Feature by Nikita Fernandes
If you’re curious about kinks, you’ve come to the right place. Chances are you’ve heard the word kink before, as we move towards a society where sex is less stigmatized and people are having more open conversations about it. Psychological researcher Samuel Hughes defines kinks as “consensual, non-traditional sexual, sensual, and intimate behaviors such as sadomasochism, domination and submission, erotic roleplaying, fetishism, and erotic forms of discipline.” Kinks provide a way for us to engage in non-traditional sex through the lens of consent and mutual agreement. It takes people beyond the heteronormative context and allows us to question and challenge the set norms of society. Seeking kink affirming spaces offer a wonderful way to meet like-minded people and learn more about the experience. New York City offers a myriad of ways to get involved in kink or sex-positive communities be it attending a BDSM conference, attending a play party, or getting a Fetlife profile, which is essentially a social platform that connects people with similar kinks.
Exploring the kink community can be an awakening and empowering experience for people who previously felt isolated and stigmatized about their kink identity before. People with kinks were historically pathologized which took away people’s access to education about it from a non-pathologizing standpoint. This can lead to people engaging in kink without the awareness that they need to do so in a safe way. While navigating a new kink space, it is crucial to gain awareness and education about how people participate in kink dynamics. Sex-positive groups have been advocating for education in these spaces and often host guest speakers that give talks about non-monogamy, the leather community, and other topics that one might not be exposed to in their everyday life.
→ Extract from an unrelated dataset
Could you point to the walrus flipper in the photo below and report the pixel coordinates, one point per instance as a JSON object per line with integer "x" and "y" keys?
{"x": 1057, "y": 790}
Awareness about consent, boundaries, preparation, and after-care are emphasized and often get overlooked by people who are starting out. Learning about kink can give them a new understanding of kink and fetishes and how to navigate sex-affirming spaces in a way that feels comfortable to them.
There is a wealth of knowledge to be absorbed about the kink world. A good place to start would be to pick up a book or search for community educational events. Playing Well With Others: Your Field Guide to Discovering, Navigating and Exploring the Kink, Leather and BDSM Communities, by Lee Harrington for example explores a variety of topics including easing into sex communities, navigating kink aftercare, and exploring play parties.
Kink will feel more approachable and less intimidating when we arm ourselves with knowledge before diving in.